What is Green Wine?
Apr. 2, 2018
As warmer weather rolls around, you've probably seen this Portuguese wine accompanying midday lunches and early evening dinners all around town. Ever wondered why it's so popular? We'll fill you in.
A Brief History
In the early 20th Century, the farmland of Portugal’s Vinho Verde region were used mostly for corn and potatoes. Grapes were not a priority, and so were planted around the border of the other crops. This means that they got less sun exposure, and so couldn’t totally mature by the time they were harvested.
That didn’t stop Portuguese vintners from using them, though. These “green” grapes, so called because they were unripe, came to define the taste of this regions’ wines, which we now call Green Wine.
Green wine has to be a certain way
Green wine is usually described as being highly acidic and slightly fizzy, but the only thing that actually makes green wine green is where it’s produced. Any wine that comes from the Vihno Verde region is officially green wine, regardless of how it was made.
Many vintners in the region have broken from tradition to produce their own unique varieties, even aging the traditionally young wine in wooden barrels.
Green wine isn't ripe
While unripe grapes were originally used to produce this wine, its popularity led to a greater focus on the grape farming in the Vinho Verde region. Nowadays, the grapes used are still indigenous to Portugal, but are grown until they are fully mature.
Green wine is, uh, green
As cool as that would be, it’s simply not true.

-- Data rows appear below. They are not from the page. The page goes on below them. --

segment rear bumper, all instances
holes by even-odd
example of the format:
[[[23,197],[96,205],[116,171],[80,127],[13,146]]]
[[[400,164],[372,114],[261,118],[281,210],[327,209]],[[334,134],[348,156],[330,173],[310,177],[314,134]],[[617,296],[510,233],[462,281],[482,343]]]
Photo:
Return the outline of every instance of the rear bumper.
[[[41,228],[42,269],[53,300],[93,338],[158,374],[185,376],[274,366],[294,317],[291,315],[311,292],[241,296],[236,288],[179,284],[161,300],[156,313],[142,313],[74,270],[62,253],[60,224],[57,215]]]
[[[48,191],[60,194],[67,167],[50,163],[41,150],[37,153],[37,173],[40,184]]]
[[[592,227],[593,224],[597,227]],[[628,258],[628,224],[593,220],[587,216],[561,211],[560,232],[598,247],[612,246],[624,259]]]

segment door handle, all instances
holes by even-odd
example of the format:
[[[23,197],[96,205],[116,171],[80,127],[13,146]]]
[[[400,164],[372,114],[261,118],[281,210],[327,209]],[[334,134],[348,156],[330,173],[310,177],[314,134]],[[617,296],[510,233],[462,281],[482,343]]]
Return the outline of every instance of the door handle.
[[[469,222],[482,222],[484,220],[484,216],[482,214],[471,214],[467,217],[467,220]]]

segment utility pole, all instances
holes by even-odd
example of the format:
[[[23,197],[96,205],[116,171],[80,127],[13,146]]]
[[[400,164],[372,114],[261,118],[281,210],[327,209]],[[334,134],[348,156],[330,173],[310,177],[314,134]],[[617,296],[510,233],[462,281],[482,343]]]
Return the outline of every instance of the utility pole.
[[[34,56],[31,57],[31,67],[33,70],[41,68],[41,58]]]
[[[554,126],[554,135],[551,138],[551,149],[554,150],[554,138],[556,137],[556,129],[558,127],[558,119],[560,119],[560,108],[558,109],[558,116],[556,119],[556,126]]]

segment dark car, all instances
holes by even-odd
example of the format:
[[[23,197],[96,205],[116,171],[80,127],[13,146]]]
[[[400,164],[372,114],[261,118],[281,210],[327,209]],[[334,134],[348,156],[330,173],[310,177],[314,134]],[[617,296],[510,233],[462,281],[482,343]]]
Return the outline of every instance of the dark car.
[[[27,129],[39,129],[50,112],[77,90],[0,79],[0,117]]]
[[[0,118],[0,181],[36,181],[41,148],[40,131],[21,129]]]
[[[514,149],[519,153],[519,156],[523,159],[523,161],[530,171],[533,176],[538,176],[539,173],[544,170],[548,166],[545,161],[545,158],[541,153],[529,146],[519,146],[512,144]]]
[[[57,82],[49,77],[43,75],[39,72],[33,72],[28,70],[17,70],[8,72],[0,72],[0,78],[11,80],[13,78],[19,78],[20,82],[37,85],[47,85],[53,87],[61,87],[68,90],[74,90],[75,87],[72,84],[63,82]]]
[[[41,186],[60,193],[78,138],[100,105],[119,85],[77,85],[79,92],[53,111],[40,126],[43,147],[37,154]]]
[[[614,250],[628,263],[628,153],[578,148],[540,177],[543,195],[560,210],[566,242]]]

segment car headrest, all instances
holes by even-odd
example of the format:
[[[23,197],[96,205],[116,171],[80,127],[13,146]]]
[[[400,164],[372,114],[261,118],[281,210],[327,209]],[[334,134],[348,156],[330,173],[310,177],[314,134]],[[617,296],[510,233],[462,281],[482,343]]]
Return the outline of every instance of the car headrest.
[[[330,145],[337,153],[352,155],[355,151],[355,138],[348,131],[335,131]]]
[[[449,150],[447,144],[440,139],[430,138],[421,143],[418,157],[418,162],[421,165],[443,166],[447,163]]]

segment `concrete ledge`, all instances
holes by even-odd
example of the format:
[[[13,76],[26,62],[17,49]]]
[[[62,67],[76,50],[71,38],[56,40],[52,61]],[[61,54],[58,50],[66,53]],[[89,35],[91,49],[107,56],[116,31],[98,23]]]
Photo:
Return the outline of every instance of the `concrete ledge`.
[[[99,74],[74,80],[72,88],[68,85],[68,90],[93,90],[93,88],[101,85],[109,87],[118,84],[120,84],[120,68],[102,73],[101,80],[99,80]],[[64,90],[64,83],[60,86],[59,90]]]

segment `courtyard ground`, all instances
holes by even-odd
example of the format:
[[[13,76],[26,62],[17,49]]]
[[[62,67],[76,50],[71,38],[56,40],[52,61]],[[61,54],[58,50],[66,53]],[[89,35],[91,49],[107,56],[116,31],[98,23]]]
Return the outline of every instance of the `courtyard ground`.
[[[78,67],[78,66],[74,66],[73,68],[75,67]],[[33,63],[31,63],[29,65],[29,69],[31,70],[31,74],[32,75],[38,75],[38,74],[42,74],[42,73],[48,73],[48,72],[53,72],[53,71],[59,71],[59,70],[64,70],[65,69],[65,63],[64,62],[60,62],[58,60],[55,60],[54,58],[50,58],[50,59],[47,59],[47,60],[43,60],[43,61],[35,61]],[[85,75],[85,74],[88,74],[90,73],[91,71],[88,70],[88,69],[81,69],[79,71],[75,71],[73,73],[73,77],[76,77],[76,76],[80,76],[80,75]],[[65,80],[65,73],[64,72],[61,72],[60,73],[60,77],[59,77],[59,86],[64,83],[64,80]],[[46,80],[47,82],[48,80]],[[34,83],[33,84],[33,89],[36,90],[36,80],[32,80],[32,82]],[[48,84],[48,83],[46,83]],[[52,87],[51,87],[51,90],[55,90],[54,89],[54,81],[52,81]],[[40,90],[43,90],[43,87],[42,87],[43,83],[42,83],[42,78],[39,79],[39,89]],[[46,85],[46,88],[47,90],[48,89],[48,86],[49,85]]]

You can find phenomenal green wines in white, red and rose.
The Perfect Warm-Weather Wine
While it’s true that green wine can have any number of defining features, green wine is usually defined for its light, acidic, fizzy profile (though not carbonated enough to qualify as a sparkling wine). This, along with the fruity, floral aromas green wines are known for, makes this wine varietal one of our top choices when warmer weather comes around.